NASA Prepares for Upcoming Launch of Sentinel-6 Michael Freilich Satellite

Illustration of the Sentinel-6/Michael Freilich satellite in orbit.
Illustration of the Sentinel-6/Michael Freilich satellite in orbit. Image credit: ESA

NASA is preparing for the launch of the Sentinel-6 Michael Freilich satellite, an international partnership that is the first launch of a constellation of two identical satellites launched sequentially. Together, they will continue observations of sea level change for at least the next decade. The mission is targeted for launch Nov. 10 at 2:31 p.m. EDT (11:31 a.m. PDT) from Vandenberg Air Force Base (VAFB) in California. Sentinel-6 will launch on a SpaceX Falcon 9 rocket from Space Launch Complex 4, and the launch is managed by NASA’s Launch Services Program, based at the agency’s Kennedy Space Center in Florida.

Named in honor of the former director of NASA’s Earth Science Division, Dr. Michael Freilich, who was instrumental in advancing ocean altimetry, Sentinel-6 Michael Freilich follows the most recent U.S.-European sea level observation satellite, Jason-3, which launched in 2016 and currently is providing high-precision and timely observations of the topography of the global ocean.

Sentinel-6 is part of Copernicus, the European Union’s Earth observation program managed by the European Commission. The Copernicus Sentinel-6 missions are being jointly developed by ESA (European Space Agency), the European Organisation for the Exploitation of Meteorological Satellites (EUMETSAT), NASA, and the National Oceanic and Atmospheric Administration (NOAA), with funding support from the European Commission (EC) and support from France’s National Centre for Space Studies (CNES).

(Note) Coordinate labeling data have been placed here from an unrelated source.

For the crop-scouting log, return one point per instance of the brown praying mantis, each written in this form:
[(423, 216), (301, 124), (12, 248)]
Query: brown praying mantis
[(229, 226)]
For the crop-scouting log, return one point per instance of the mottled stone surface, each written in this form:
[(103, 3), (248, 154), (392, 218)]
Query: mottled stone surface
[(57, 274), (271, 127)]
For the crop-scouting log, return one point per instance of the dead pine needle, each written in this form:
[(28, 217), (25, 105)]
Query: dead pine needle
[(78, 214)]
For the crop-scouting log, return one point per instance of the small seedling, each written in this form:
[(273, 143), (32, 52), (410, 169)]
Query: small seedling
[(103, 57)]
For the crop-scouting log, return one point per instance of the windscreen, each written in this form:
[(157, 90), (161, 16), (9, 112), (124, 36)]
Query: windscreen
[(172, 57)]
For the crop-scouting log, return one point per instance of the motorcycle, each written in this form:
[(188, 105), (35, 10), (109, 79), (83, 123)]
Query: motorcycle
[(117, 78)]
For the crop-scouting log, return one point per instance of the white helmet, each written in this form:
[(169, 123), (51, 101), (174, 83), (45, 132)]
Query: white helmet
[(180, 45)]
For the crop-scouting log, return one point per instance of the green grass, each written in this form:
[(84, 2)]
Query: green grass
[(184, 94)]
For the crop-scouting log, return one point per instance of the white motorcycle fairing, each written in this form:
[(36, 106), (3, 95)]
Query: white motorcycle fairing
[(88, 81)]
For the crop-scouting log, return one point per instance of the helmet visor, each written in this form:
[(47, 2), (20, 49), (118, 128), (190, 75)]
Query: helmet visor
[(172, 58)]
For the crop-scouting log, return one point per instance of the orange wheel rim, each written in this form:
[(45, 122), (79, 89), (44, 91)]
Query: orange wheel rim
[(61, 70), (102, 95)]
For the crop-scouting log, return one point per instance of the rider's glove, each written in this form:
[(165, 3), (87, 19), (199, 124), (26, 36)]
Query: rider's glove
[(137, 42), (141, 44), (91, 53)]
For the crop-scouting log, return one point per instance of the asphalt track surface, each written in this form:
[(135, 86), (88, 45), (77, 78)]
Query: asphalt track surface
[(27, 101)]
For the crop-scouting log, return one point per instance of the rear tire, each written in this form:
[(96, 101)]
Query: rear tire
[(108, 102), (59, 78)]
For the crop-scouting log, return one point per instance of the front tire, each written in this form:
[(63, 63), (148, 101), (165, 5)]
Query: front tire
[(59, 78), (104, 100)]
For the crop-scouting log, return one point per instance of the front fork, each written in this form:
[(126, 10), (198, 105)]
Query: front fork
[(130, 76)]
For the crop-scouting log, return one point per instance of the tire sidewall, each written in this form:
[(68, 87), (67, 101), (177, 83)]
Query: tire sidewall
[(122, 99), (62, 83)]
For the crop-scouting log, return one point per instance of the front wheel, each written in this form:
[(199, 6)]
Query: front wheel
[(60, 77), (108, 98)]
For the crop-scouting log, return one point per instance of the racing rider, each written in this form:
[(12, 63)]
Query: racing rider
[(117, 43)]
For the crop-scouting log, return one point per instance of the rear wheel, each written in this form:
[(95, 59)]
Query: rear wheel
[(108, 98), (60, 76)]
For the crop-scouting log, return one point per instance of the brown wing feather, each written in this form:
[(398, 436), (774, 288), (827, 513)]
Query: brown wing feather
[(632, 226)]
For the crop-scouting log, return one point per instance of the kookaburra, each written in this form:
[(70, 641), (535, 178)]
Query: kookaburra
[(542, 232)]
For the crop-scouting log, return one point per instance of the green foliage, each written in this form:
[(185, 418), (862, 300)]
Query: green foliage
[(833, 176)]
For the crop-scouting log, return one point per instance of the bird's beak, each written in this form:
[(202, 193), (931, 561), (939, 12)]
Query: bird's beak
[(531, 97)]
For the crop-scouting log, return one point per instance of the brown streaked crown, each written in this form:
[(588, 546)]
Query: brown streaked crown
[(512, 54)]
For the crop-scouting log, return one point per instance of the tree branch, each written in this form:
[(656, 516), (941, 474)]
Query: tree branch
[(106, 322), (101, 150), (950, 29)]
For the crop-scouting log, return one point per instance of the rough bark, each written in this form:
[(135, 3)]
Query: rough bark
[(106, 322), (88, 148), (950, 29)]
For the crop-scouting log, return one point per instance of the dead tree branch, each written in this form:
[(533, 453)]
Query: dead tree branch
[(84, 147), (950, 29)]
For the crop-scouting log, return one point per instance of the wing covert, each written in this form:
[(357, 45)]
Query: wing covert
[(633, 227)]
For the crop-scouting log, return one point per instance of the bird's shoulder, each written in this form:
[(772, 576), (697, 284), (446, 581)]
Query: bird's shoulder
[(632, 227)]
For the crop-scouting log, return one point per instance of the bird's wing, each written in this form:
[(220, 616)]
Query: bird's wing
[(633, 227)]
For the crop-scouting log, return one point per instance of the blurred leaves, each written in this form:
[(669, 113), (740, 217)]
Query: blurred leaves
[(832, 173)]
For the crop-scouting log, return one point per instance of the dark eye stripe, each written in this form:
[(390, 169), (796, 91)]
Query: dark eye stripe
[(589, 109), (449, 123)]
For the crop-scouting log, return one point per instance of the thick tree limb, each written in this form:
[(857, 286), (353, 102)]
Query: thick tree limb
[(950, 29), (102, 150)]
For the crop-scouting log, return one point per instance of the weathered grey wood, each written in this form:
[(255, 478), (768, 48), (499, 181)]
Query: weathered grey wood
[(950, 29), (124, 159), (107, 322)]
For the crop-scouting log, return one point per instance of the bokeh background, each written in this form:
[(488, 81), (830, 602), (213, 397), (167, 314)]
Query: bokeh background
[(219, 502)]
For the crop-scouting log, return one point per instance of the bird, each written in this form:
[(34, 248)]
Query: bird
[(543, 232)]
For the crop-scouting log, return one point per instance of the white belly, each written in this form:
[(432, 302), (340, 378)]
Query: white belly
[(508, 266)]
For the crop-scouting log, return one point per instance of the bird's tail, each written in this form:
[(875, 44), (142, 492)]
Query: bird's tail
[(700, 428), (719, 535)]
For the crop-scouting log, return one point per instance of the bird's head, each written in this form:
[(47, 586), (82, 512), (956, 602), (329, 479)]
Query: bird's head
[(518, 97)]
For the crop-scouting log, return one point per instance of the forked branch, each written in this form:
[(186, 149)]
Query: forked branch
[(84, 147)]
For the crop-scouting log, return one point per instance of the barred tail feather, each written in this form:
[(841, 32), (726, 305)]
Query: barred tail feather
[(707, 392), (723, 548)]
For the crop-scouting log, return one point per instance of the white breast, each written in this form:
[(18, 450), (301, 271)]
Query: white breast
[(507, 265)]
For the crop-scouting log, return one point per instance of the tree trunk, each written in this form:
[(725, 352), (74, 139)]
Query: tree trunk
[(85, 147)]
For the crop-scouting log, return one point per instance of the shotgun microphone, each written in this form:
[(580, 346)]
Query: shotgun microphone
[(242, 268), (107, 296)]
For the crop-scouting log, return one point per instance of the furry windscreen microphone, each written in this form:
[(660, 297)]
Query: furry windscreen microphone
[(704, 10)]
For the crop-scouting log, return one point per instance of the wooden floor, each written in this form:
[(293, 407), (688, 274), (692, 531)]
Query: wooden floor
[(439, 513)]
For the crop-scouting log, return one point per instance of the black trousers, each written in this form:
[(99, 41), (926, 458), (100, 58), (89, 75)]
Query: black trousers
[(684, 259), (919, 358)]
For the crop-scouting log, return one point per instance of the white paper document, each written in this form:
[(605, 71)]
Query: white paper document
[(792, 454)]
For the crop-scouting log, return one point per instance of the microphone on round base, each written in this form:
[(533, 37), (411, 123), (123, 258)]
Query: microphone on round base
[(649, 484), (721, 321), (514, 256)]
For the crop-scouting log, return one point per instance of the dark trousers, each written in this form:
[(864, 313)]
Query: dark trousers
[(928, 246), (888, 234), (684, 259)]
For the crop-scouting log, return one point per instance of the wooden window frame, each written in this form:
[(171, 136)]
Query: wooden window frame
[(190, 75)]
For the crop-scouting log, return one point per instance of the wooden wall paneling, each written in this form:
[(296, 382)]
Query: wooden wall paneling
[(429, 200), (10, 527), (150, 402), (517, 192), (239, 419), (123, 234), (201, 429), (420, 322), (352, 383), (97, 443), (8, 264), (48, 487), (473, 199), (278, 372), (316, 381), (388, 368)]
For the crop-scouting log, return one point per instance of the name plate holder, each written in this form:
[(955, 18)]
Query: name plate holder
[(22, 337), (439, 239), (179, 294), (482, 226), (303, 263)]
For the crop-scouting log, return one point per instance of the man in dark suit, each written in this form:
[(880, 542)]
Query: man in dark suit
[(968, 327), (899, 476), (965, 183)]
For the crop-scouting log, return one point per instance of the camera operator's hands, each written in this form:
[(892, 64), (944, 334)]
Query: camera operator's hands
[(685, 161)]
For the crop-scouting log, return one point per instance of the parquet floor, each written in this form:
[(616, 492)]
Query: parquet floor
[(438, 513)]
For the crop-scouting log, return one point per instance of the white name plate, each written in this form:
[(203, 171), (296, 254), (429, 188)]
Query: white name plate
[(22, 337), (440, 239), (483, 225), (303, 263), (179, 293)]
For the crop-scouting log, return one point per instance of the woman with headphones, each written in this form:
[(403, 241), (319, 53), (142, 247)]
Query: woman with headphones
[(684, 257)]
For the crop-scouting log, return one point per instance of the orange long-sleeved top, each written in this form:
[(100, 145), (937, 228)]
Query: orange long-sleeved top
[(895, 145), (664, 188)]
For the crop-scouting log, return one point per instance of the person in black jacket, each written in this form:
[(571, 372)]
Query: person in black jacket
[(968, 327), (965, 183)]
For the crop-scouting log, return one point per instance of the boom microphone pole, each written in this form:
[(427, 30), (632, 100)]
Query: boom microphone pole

NASA’s contributions to the Sentinel-6/Jason-CS missions are three science instruments for each of the two Sentinel-6 satellites: the Advanced Microwave Radiometer, the GNSS-RO, and the Laser Retroreflector Array. NASA is also contributing launch services, ground systems supporting operation of the NASA science instruments, the science data processors for two of these instruments, and support for the international Ocean Surface Topography Science Team.